Finding history in the trash
In this exhibition, Ali Arkady transcends the boundaries between artistic mediums, combining video and photography with unexpected and mixed techniques. The scenography opens a way through these mediums. This path connects the different artistic practices that define Ali Arkady's work, always in this dynamic of superimposition. It’s also a path through time, it guides us chronologically through the memories and emotions of Ali Arkady. It’s an aesthetic path that makes space composed as a narrative.

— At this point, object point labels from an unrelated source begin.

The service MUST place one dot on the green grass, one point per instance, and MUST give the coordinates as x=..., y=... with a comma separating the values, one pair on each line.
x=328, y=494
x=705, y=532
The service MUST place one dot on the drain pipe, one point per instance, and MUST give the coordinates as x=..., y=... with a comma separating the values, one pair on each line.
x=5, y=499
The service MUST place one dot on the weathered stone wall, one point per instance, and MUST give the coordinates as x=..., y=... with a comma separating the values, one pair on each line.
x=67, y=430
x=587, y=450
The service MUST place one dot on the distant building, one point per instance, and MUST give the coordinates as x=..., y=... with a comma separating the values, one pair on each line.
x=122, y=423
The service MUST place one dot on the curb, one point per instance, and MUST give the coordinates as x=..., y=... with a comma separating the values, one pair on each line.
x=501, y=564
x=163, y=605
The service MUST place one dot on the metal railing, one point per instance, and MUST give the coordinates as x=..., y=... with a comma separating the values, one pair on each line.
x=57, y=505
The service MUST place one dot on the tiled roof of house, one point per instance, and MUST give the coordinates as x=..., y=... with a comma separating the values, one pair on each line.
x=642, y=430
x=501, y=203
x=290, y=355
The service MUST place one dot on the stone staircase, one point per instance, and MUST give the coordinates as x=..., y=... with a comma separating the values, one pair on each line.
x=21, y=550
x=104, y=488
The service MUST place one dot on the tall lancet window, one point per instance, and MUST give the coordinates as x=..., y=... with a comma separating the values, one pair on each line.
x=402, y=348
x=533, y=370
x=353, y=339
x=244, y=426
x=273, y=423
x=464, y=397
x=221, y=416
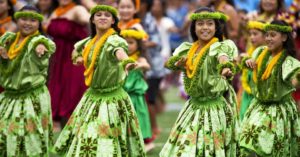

A few months ago, Ali Arkady discovered some monoliths stones, about a hundred years old, that the Beaux-Arts were planning to throw away. He was overwhelmed by these stones, the ages they had passed, the importance of their stories, all the culture and tradition they symbolize. At the group exhibition of the Mesiti workshop to which he is attached, he exposed the stones for the first time and showed his videos, having overlaid the stones and spread them throughout the gallery. After this first stage of deconstructing the classical use of a stone, he combines this discovery with another one: lithography. Invented by Aloys Senefelder, from 1796, in Germany, but definitively developed in the first years of the 19th century, lithography (from the Greek lithos, "stone" and graphein, "to write") is a printing technique that allows the creation and reproduction in multiple copies of a line executed with ink or pencil on a limestone. This technique reminds Ali Arkady of the printing of old newspapers and links his works to his background as a journalist.